Ein Votingsystem mit Registrierung oder zumindest eine namentliche Unterstützerliste mit Verfikation wäre besser gewesen, weil es gleiche(re) Chancen gäbe. So haben aber Menschen mit mehr Kenntnissen auch mehr Möglichkeiten. Ob sie das nützen oder nicht, ist eine andere Sache.
Blinde Menschen waren auch bis vor einigen Tagen vom Voting ausgeschlossen, das wurde aber (etwas spät) behoben.

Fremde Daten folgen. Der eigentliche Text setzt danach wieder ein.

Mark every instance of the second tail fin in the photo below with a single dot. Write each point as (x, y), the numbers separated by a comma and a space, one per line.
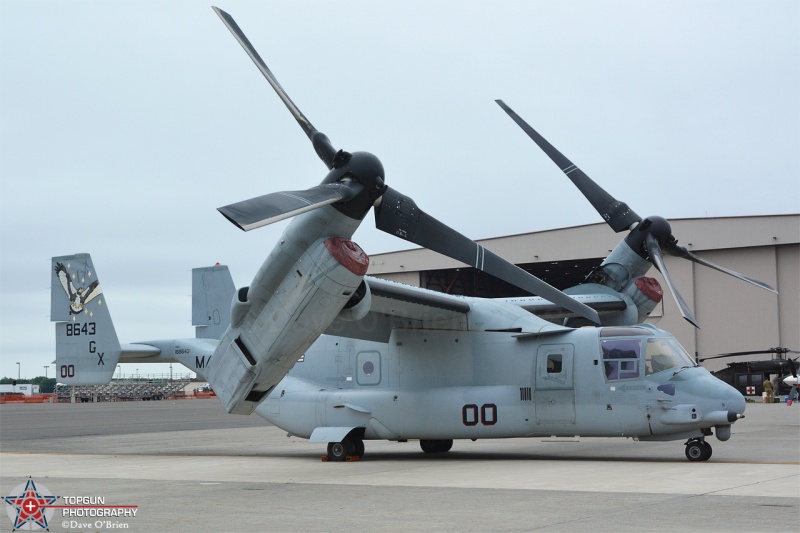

Der beste Beweis, dass die angeblich verdächtigen Stimmzuwächse (100 Stimmen pro Stunde und mehr) nicht durch Cheating kommen, wenn in über 2 Stunden gerade einmal 40 Votes möglich sind, oder?
Das kann ich so nicht bestätigen, denn nebenbei schrieb ich die Notizen auf Facebook, lud die Screenshots hoch und verdrückte eine Jause. Der Server hatte ausserdem extrem lange Responsezeiten und war für 20 Minuten gar nicht erreichbar.
Unter idealen Bedingungen würde ich mit meiner Methode etwa bis zu 100 Votings pro Stunde schaffen. Den Beweis bleibe ich aber gerne schuldig, weil mir das nicht mehr wichtig ist. Es gibt ja auch noch andere Methoden und zwei bis drei CheaterInnen oder ein Robot schaffen dann locker auch 200-300 Clicks pro Stunde, wie es aus den “Treppen” ersichtlich ist.
Was ich aber bewiesen habe: der/die Nutzniesser muss nicht zwingend mit dem/der CheaterIn etwas zu tun haben.